50.Afin de faire état des crimes perpétrés par les terroristes de Daech contre les Yézidis et d’autres communautés et d’obtenir la libération de Yézidies, les autorités de la Région ont recueilli des informations sur des milliers de personnes enlevées. Elles ont ainsi constitué 5 170 dossiers, dont plus de 2 324 ont été traités par les tribunaux et 2 000 font toujours l’objet d’investigations ; 2 916 personnes ont été enregistrées comme disparues, dont 1 860 hommes et 1 056 femmes. Les autorités ont également consigné des déclarations relatives à l’existence de 60 charniers et de 65 sites semblables. Un soutien psychosocial a été fourni à plus de 2 234 victimes, dont 1 441 femmes et 793 hommes, dont un grand nombre avaient moins de 18 ans.

51.Dans le cadre des efforts qu’il déploie pour faire état des crimes commis par Daech, en coopération avec l’Équipe d’enquêteurs des Nations Unies chargée de concourir à amener Daech à répondre de ses crimes (UNITAD) et le Comité national de coordination avec l’UNITAD, le Gouvernement de la Région du Kurdistan a recueilli plus de 73 912 pages relatives à ces crimes. En outre, un haut comité ministériel chargé de qualifier les crimes de Daech de génocides a été créé.

Libération de personnes enlevées

52.Le Gouvernement de la Région fait des efforts inlassables pour obtenir la libération des personnes enlevées. Il a formé un comité chargé de recueillir des informations et de suivre les dossiers des personnes enlevées, auquel il a alloué un budget, et il pourvoit à l’hébergement et à la réinsertion sociale des personnes libérées. Il entend continuer à travailler dur pour faire libérer toutes les personnes enlevées.

Statistiques sur le nombre de personnes libérées de l’emprise de Daech :

6 417 personnes enlevées, dont :

3 548 femmes ;

2 869 hommes.

Nombre de rescapés de l’emprise de Daech :

3 562 personnes, dont :

1 215 femmes ;

339 hommes ;

1 051 filles ;

957 garçons.

53.Les autorités de la Région font tout leur possible pour soigner les rescapées et, grâce à un accord conclu entre le Gouvernement de la Région et le Gouvernement allemand, plus de 1 000 rescapées ont pu recevoir des soins en Allemagne, notamment des soins psychologiques.

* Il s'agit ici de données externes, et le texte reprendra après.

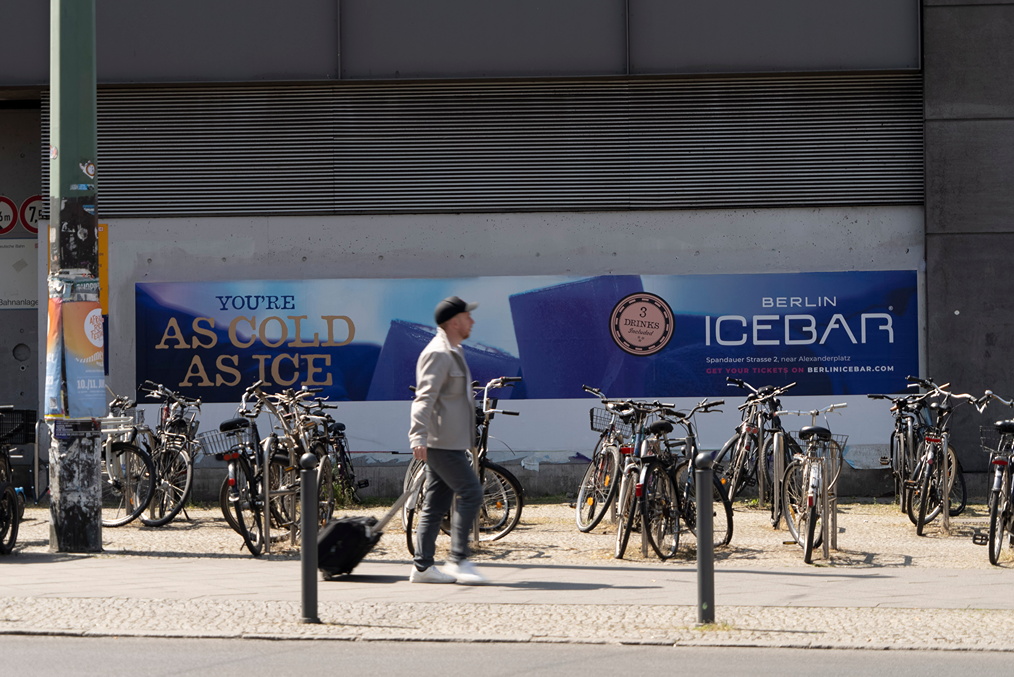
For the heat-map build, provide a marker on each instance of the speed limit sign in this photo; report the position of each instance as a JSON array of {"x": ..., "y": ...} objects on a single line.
[
  {"x": 31, "y": 209},
  {"x": 8, "y": 215}
]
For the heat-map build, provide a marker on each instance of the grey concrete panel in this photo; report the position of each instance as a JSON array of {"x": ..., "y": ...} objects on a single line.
[
  {"x": 25, "y": 28},
  {"x": 407, "y": 39},
  {"x": 20, "y": 158},
  {"x": 970, "y": 327},
  {"x": 776, "y": 240},
  {"x": 964, "y": 3},
  {"x": 745, "y": 35},
  {"x": 969, "y": 176},
  {"x": 968, "y": 56},
  {"x": 18, "y": 344},
  {"x": 184, "y": 41},
  {"x": 216, "y": 40}
]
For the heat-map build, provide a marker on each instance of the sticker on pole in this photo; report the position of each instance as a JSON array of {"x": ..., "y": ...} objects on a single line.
[
  {"x": 641, "y": 323},
  {"x": 8, "y": 215},
  {"x": 31, "y": 210}
]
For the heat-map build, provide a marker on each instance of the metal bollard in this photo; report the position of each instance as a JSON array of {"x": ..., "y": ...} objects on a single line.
[
  {"x": 307, "y": 548},
  {"x": 706, "y": 538}
]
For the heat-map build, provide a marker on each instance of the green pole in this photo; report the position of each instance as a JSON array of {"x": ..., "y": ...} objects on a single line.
[{"x": 72, "y": 380}]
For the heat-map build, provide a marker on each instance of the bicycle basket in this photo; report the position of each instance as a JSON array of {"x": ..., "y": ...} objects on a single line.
[
  {"x": 993, "y": 441},
  {"x": 824, "y": 446},
  {"x": 214, "y": 443},
  {"x": 601, "y": 418},
  {"x": 17, "y": 426}
]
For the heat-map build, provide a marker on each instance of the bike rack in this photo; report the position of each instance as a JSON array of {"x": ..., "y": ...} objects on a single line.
[
  {"x": 266, "y": 494},
  {"x": 778, "y": 449},
  {"x": 945, "y": 482}
]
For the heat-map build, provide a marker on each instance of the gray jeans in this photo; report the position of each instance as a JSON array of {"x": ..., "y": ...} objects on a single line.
[{"x": 448, "y": 474}]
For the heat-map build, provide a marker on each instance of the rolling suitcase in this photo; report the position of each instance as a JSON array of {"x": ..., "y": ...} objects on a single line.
[{"x": 344, "y": 542}]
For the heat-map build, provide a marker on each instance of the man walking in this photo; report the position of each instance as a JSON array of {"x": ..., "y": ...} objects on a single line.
[{"x": 442, "y": 433}]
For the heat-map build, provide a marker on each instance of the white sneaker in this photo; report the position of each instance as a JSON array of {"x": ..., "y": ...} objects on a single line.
[
  {"x": 466, "y": 574},
  {"x": 429, "y": 575}
]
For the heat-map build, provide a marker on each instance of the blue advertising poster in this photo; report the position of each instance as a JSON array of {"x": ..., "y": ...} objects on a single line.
[{"x": 631, "y": 335}]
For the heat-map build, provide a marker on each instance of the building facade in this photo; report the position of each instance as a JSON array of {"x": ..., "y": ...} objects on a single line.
[{"x": 383, "y": 139}]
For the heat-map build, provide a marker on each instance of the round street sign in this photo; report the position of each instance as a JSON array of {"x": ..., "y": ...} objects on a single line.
[
  {"x": 30, "y": 209},
  {"x": 8, "y": 215}
]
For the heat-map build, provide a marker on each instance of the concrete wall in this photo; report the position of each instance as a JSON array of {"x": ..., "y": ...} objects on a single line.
[
  {"x": 968, "y": 53},
  {"x": 195, "y": 41},
  {"x": 19, "y": 179}
]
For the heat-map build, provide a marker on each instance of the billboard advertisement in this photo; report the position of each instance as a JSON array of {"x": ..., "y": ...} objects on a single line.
[{"x": 833, "y": 333}]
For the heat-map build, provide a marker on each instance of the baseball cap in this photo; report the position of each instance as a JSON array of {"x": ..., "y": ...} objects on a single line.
[{"x": 449, "y": 307}]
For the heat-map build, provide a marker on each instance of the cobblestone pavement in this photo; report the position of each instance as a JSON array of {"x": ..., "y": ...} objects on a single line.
[{"x": 872, "y": 536}]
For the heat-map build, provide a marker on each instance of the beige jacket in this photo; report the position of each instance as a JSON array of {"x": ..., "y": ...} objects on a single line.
[{"x": 443, "y": 412}]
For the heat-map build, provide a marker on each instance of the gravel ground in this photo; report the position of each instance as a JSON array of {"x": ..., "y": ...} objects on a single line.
[{"x": 870, "y": 534}]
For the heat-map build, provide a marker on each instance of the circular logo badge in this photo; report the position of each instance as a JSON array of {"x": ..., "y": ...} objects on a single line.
[
  {"x": 93, "y": 327},
  {"x": 641, "y": 323}
]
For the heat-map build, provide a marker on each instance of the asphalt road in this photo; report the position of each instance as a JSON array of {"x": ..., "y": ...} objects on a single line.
[{"x": 107, "y": 657}]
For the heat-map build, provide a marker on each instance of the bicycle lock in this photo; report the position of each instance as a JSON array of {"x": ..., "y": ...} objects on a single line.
[
  {"x": 706, "y": 538},
  {"x": 307, "y": 547}
]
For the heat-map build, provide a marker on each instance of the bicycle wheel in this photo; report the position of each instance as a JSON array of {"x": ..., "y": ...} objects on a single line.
[
  {"x": 173, "y": 478},
  {"x": 929, "y": 503},
  {"x": 346, "y": 486},
  {"x": 812, "y": 518},
  {"x": 686, "y": 486},
  {"x": 412, "y": 511},
  {"x": 246, "y": 508},
  {"x": 598, "y": 486},
  {"x": 955, "y": 480},
  {"x": 226, "y": 506},
  {"x": 128, "y": 483},
  {"x": 626, "y": 513},
  {"x": 794, "y": 487},
  {"x": 999, "y": 513},
  {"x": 661, "y": 511},
  {"x": 8, "y": 520},
  {"x": 898, "y": 455},
  {"x": 915, "y": 484},
  {"x": 503, "y": 500}
]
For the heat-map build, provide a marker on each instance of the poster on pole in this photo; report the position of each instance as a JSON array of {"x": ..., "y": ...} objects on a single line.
[{"x": 852, "y": 332}]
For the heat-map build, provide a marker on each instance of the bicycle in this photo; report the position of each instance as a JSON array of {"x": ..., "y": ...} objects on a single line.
[
  {"x": 243, "y": 495},
  {"x": 998, "y": 442},
  {"x": 636, "y": 415},
  {"x": 173, "y": 448},
  {"x": 128, "y": 473},
  {"x": 807, "y": 495},
  {"x": 926, "y": 498},
  {"x": 911, "y": 422},
  {"x": 597, "y": 492},
  {"x": 668, "y": 490},
  {"x": 503, "y": 496},
  {"x": 16, "y": 427}
]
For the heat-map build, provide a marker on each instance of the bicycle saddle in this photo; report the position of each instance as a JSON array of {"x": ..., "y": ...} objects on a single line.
[
  {"x": 811, "y": 431},
  {"x": 233, "y": 425},
  {"x": 660, "y": 428}
]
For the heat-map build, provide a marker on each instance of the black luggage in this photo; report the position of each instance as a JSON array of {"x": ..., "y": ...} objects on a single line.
[{"x": 344, "y": 542}]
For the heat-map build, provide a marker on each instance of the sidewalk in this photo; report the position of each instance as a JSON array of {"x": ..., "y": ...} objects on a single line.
[{"x": 534, "y": 599}]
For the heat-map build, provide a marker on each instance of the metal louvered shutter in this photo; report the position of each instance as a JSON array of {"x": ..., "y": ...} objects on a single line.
[{"x": 672, "y": 143}]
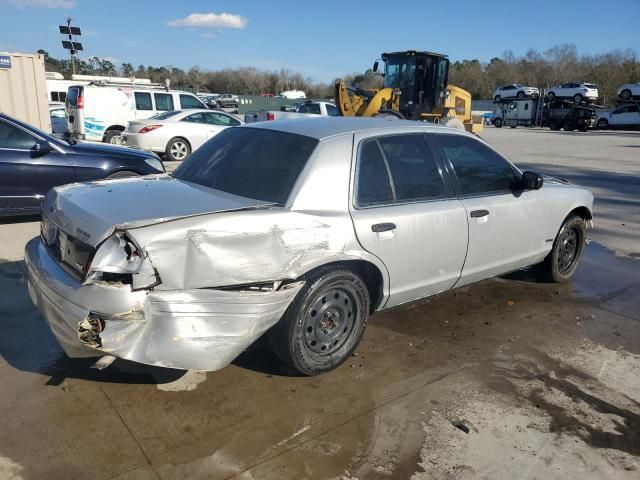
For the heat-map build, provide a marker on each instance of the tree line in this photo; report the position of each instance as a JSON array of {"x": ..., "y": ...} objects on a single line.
[{"x": 561, "y": 63}]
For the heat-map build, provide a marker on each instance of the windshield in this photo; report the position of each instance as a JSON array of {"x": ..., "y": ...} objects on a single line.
[
  {"x": 250, "y": 162},
  {"x": 399, "y": 71},
  {"x": 164, "y": 115}
]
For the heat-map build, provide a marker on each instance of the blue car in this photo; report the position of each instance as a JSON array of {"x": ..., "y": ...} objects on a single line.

E.Suite donnée au paragraphe 31 des observations finales

54.L’Iraq a une position claire au sujet de la peine de mort : elle est prévue par le Code pénal et la loi sur la lutte antiterroriste et appliquée pour les crimes les plus graves, notamment les homicides intentionnels, les crimes visant les institutions de sécurité internes ou externes de l’État et les actes terroristes. La peine de mort est maintenue du fait de la situation exceptionnelle dans laquelle le pays se trouve sur le plan de la sécurité, pour faire face aux actes terroristes. De plus, elle permet de rendre justice à des dizaines de victimes de la violence et du terrorisme. Cette peine n’est appliquée qu’après la publication d’un décret présidentiel et conformément aux procédures énoncées dans le Code pénal (loi no 111 de 1696), tel que modifié.

55.Le projet de code pénal présenté par le Conseil supérieur de la magistrature et examiné en détail par le Conseil d’État prévoit de limiter la peine de mort aux crimes les plus dangereux pour la société.

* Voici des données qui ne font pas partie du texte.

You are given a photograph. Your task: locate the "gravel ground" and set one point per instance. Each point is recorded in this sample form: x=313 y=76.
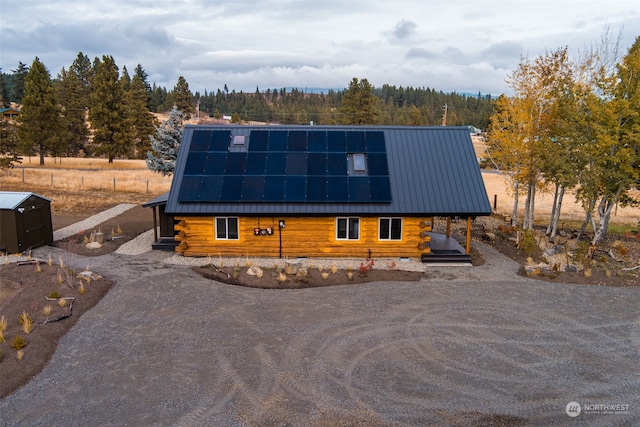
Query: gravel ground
x=463 y=346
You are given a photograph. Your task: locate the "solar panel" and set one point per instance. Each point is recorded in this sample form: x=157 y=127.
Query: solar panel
x=256 y=163
x=236 y=164
x=252 y=188
x=359 y=190
x=297 y=140
x=200 y=140
x=295 y=188
x=215 y=163
x=296 y=163
x=278 y=140
x=220 y=140
x=259 y=140
x=317 y=164
x=336 y=141
x=355 y=142
x=317 y=142
x=286 y=166
x=337 y=189
x=375 y=142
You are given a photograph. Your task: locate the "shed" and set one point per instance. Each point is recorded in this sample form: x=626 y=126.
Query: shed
x=25 y=221
x=323 y=191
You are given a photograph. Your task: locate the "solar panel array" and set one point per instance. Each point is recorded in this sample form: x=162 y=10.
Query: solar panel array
x=285 y=166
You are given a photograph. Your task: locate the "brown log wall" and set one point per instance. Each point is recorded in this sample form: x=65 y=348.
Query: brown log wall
x=301 y=237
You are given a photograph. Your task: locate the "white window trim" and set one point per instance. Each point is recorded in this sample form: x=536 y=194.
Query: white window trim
x=348 y=218
x=226 y=231
x=390 y=224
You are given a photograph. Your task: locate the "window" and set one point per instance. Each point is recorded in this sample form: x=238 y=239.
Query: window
x=390 y=229
x=358 y=163
x=226 y=228
x=348 y=229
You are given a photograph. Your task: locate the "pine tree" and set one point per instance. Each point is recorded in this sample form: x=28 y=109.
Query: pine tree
x=70 y=96
x=143 y=121
x=183 y=98
x=109 y=112
x=19 y=81
x=358 y=105
x=40 y=122
x=165 y=144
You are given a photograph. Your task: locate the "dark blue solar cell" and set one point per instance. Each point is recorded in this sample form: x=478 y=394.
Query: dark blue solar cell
x=276 y=163
x=380 y=189
x=336 y=141
x=236 y=163
x=189 y=189
x=210 y=188
x=316 y=189
x=295 y=189
x=375 y=142
x=220 y=140
x=195 y=163
x=258 y=140
x=296 y=163
x=337 y=189
x=273 y=189
x=256 y=163
x=316 y=164
x=337 y=164
x=359 y=190
x=377 y=163
x=216 y=163
x=231 y=188
x=355 y=142
x=297 y=140
x=317 y=141
x=278 y=140
x=200 y=140
x=252 y=188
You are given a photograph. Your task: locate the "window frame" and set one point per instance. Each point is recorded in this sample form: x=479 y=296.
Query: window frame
x=227 y=234
x=389 y=227
x=350 y=221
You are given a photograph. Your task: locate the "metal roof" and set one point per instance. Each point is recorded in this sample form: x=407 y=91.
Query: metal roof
x=11 y=200
x=432 y=171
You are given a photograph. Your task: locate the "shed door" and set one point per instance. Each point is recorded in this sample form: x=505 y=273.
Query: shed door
x=33 y=227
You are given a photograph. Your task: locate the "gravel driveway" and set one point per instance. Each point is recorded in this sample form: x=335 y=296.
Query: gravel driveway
x=464 y=346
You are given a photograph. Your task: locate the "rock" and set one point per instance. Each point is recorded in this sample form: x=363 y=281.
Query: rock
x=254 y=271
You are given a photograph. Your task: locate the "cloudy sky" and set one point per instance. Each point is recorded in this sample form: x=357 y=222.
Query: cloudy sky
x=448 y=45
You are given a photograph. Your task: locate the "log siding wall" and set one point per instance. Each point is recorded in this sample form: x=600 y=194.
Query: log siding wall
x=301 y=237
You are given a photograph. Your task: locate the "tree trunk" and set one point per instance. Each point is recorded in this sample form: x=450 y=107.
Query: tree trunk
x=604 y=211
x=587 y=219
x=552 y=217
x=514 y=214
x=554 y=231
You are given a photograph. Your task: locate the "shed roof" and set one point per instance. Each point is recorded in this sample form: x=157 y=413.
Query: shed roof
x=11 y=200
x=410 y=171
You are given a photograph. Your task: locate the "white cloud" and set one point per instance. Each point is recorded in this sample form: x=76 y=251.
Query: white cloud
x=464 y=46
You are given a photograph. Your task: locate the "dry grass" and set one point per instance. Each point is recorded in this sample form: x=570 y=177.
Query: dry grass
x=77 y=186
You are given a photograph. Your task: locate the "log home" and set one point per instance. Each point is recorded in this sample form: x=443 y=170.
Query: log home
x=322 y=191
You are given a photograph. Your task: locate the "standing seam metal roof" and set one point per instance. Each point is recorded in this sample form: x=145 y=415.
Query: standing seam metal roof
x=432 y=171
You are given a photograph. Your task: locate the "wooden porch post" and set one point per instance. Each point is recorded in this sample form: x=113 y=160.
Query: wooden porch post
x=155 y=225
x=468 y=248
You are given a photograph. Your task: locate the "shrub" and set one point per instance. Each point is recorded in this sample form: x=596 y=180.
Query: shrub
x=18 y=342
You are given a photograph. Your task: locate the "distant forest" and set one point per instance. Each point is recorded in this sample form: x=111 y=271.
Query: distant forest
x=404 y=106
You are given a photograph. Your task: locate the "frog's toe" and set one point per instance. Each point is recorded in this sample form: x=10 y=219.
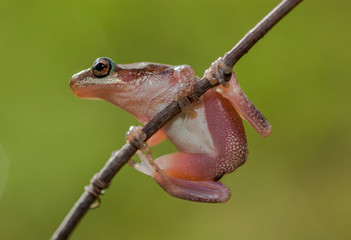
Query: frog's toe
x=198 y=191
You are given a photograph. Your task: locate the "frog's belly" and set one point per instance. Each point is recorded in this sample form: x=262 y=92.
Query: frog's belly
x=191 y=134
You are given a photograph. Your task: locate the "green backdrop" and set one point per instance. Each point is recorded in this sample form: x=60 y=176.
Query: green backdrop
x=295 y=184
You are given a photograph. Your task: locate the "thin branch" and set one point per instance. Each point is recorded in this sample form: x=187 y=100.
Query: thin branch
x=118 y=159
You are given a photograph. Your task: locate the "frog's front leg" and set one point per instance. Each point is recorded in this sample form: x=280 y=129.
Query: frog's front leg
x=247 y=110
x=232 y=91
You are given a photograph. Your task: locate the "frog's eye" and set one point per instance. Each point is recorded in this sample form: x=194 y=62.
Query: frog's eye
x=101 y=67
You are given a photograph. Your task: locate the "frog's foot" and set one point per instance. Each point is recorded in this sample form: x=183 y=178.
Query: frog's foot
x=198 y=191
x=217 y=71
x=186 y=176
x=136 y=137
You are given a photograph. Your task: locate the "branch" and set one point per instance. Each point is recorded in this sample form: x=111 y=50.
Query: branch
x=102 y=179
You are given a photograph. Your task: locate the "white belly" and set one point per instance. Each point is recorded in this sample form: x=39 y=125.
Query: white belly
x=191 y=134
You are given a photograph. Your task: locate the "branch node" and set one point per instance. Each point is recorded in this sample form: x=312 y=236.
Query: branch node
x=136 y=137
x=96 y=188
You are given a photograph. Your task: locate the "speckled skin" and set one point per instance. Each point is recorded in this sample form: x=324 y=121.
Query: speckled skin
x=211 y=144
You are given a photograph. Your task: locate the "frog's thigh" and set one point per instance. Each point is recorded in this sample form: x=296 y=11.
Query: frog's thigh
x=187 y=177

Dans la Région du Kurdistan

Peine de mort

56.Attachée aux principes et aux instruments internationaux relatifs aux droits de l’homme, la Région du Kurdistan a fait de la justice et de la protection des droits de l’homme des objectifs prioritaires. En outre, elle adopte et applique ses lois d’une manière compatible avec les traités et conventions internationaux relatifs à ces domaines.

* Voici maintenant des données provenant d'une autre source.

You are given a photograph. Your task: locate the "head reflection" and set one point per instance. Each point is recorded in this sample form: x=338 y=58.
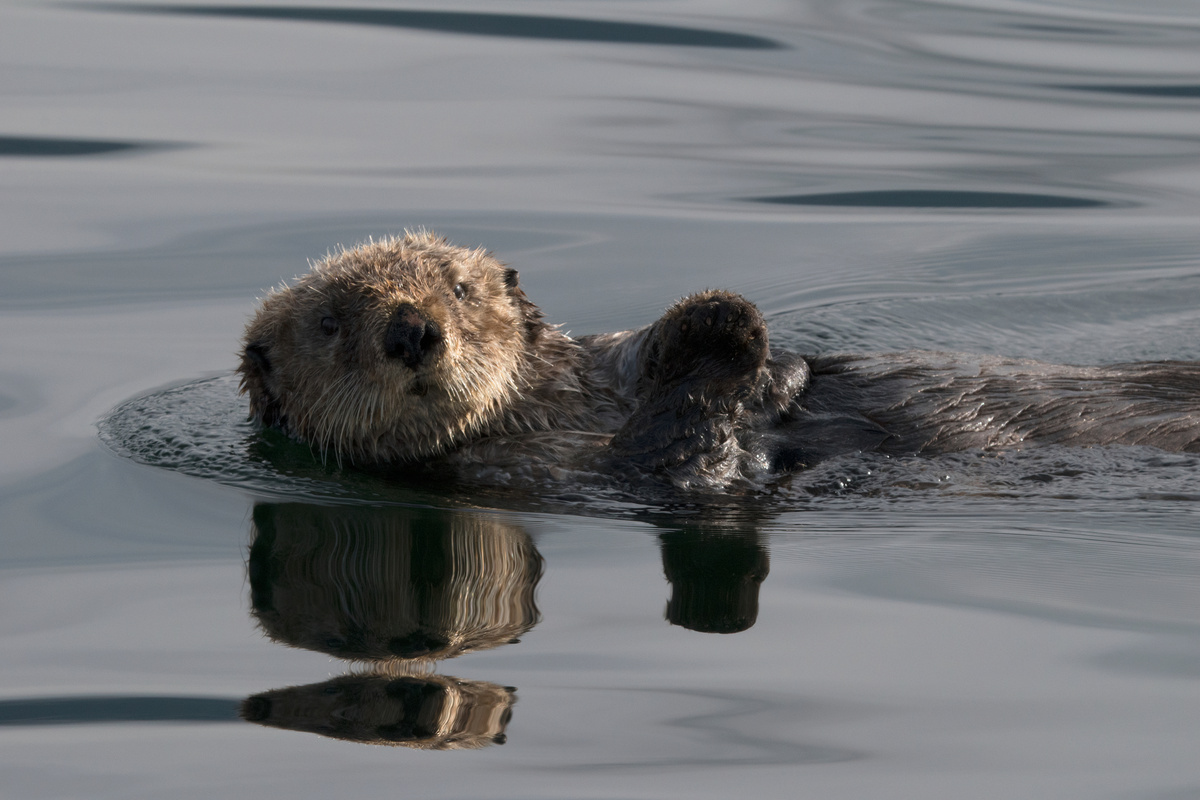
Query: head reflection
x=393 y=583
x=714 y=578
x=425 y=713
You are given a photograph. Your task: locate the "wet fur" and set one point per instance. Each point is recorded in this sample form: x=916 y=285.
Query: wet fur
x=493 y=392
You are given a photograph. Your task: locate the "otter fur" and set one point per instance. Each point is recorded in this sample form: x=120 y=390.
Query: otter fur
x=412 y=352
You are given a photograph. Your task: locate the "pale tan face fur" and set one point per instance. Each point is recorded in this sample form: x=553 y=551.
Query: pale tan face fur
x=321 y=358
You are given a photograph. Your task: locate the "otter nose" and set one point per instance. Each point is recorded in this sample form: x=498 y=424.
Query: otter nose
x=411 y=337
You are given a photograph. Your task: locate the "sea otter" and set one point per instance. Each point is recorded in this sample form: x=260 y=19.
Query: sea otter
x=413 y=352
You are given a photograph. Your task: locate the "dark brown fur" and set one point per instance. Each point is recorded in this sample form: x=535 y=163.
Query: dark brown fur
x=414 y=352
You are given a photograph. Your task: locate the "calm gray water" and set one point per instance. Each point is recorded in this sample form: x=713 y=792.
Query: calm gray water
x=1019 y=178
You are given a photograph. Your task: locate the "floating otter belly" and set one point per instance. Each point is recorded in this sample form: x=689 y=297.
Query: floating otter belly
x=413 y=352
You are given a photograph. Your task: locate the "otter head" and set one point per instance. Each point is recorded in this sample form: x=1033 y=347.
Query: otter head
x=393 y=352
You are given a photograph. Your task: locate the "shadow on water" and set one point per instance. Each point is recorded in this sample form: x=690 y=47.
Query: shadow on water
x=397 y=589
x=567 y=29
x=936 y=199
x=1181 y=91
x=103 y=710
x=16 y=146
x=394 y=589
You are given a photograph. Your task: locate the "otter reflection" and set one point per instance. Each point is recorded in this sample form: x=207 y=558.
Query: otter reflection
x=365 y=583
x=425 y=713
x=714 y=578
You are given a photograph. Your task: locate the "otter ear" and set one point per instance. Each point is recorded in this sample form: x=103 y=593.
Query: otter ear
x=256 y=355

57.La peine de mort est l’une des questions sur lesquelles le Gouvernement de la Région s’est penché en dépit de la situation critique dans laquelle la Région s’est trouvée, en particulier pendant la guerre menée par Daech. Malgré cela, l’imposition de la peine de mort a été suspendue et son application réduite à de très rares cas, pour des crimes majeurs qui ont ébranlé la société et agité l’opinion publique.